Семь лет не виделись друзья «эмбрионального детства», как про себя называл их отношения Сашка. Но сегодня встретились в «Молодежном» – будто вчера расстались. Вроде как и не было Сашкиных скитаний в поисках то столичной принцессы, то уренгойского длинного рубля. Словно в тягостном сне прометнулись годы Колькиной жизни, в которой дни были похожи один на другой: ненавистная работа под зорким отцовским оком, следящим, как наследник усваивает граверские секреты, хранимые, по словам отца, в течение двух веков; а во время отцовских запоев – свои запои, маленькие, вторичные, гаденькие. Николай ненавидел себя во время этих жалких отключений – и пил еще яростней, чтобы потом, перед впадением в окончательно скотское состояние, испытать мгновения мнимой, но сладкой и единственно возможной для него свободы. Он не вскакивал на стулья, не бил себя в грудь и не произносил пышных пьяных речей. Просто едва заметно выпрямлялся и смотрел на окружающих чуть насмешливо, пытаясь придать своему взгляду пущую таинственность. Еще позже наступало похмелье – Николай вновь горбился, виновато ловил взгляды прохожих, вяло клял себя, ненавидел свой голос и фразы, складывавшиеся в голове. Умолкал, закрывался и снова работал как каторжный. Привычка делала свое дело. Привычка и страх, животный страх перед отцом, вернее, перед возможностью поссориться с отцом, которого жгуче ненавидел с детства. Кроме того, Николай Иванович Меньшов, взрослый 30-летний человек, ужасно боялся потерять отцовское расположение, ибо в глубине души остро чувствовал свою полную беспомощность перед жизнью. Все была накатано, раз и навсегда заведено, и Николая в общем-то вполне устраивала добровольная летаргия, в которую он смолоду погрузился. Он привык жить безбедно, и жил бы широко, если б не мешали разгуляться отсутствие фантазии и широких потребностей да природная нещедрость души, мелкий неотвязный страшок, появлявшийся всегда, когда нужно было принимать мало-мальски самостоятельное решение. В свое время этот страшок свел на нет едва зародившуюся личную жизнь Николая Ивановича.

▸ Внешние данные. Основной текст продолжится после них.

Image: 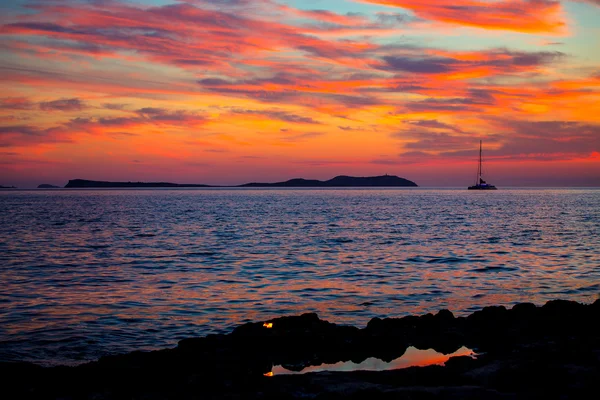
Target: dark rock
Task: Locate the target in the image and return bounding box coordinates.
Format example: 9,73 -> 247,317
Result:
5,301 -> 600,400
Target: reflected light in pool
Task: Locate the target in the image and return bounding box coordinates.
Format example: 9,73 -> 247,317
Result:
270,346 -> 476,376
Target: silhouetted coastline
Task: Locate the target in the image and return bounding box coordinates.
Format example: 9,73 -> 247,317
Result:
65,175 -> 418,188
0,300 -> 600,399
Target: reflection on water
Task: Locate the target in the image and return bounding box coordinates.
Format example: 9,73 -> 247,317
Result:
0,188 -> 600,364
265,346 -> 475,376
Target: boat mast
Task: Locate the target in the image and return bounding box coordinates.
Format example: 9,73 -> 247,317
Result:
477,140 -> 483,183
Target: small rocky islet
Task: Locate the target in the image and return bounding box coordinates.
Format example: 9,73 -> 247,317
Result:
5,299 -> 600,400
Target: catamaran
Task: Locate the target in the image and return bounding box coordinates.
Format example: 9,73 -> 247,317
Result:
469,140 -> 497,190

Когда он отважился привести в дом Лену – так звали его первую любовь, вспыхнувшую в промозгло-серой его жизни семь лет назад – Коля не рассчитал и застал отца совершенно пьяным. Услышав грозное пенье, он хотел было повернуть обратно, да Лена понимающе загрустила. Но отец вдруг умолк и тяжелым шагом вышел им навстречу, словно зверь, учуяв приближение людей. В его повадках Коля с детства замечал что-то звериное, несмотря на щуплость и немногословность, из-за которых отец слыл культурным мастеровым старой закалки, выдержанным человеком себе на уме. Все восхищались его начитанностью и проницательностью, хотя вряд ли кто-нибудь, кроме сына, мог привести доказательства существования того или другого качества. Коля мальчишкой тайком облазил все книжные шкафы, листал тронутые желтизной страницы, и на многих из них видел решительной рукой сделанные карандашные пометки. В молодости отец прочитал, вероятно, все эти книги, но с той поры Коля никогда не видел его читающим. В жизни давешняя начитанность вообще не проявлялась. Отец словно невзлюбил все, что связывало его с прежним временем, стал почему-то считать слабостью любое проявление «мягкоты» (его выражение). Ремесло захватило его до сумасшествия. Кроме резца и верстка для него все перестало существовать. Когда пьяный батя с ходу обрушился на Лену со страшным проклятиями, Коля было вступился за нее. Он до сих пор помнит тот неимоверный ужас, свои ватные ноги, спекшиеся губы в тот миг, когда он решился перечить отцу – пусть и семь раз неправому.
– Не надо, – сказал он, испуганно набычившись, напряженным неуправляемым голосом, – не надо так гадко выражаться при моей невесте!
Коля подумал тогда, что в ту же минуту будет уничтожен. Но произошло неожиданное. Отец перестал шуметь как по мановению волшебной палочки. Нервно вонзил руки в карманы и уставив стеклянный холодный взгляд – страшно трезвый! – на Лену, он отчетливо произнес:
– Мамзель! Объясняться с вами у меня нет желания. Из всех возможных умозаключений, которые я упускаю, говорю только вывод: чтобы ноги вашей…
Потом взял стоявшую на высоком постаменте вазу и швырнул ее на пол, как бы нехотя, устало. Но Коле показалось, что ваза взорвалась. Хрусталь брызнул во все стороны. Даже сейчас на обоях в прихожей видны царапины, оставшиеся после того злополучного дня.
Лена убежала в слезах. Он не мог ее догнать. Бросился на диван и проплакал всю ночь. Больше никогда они не виделись.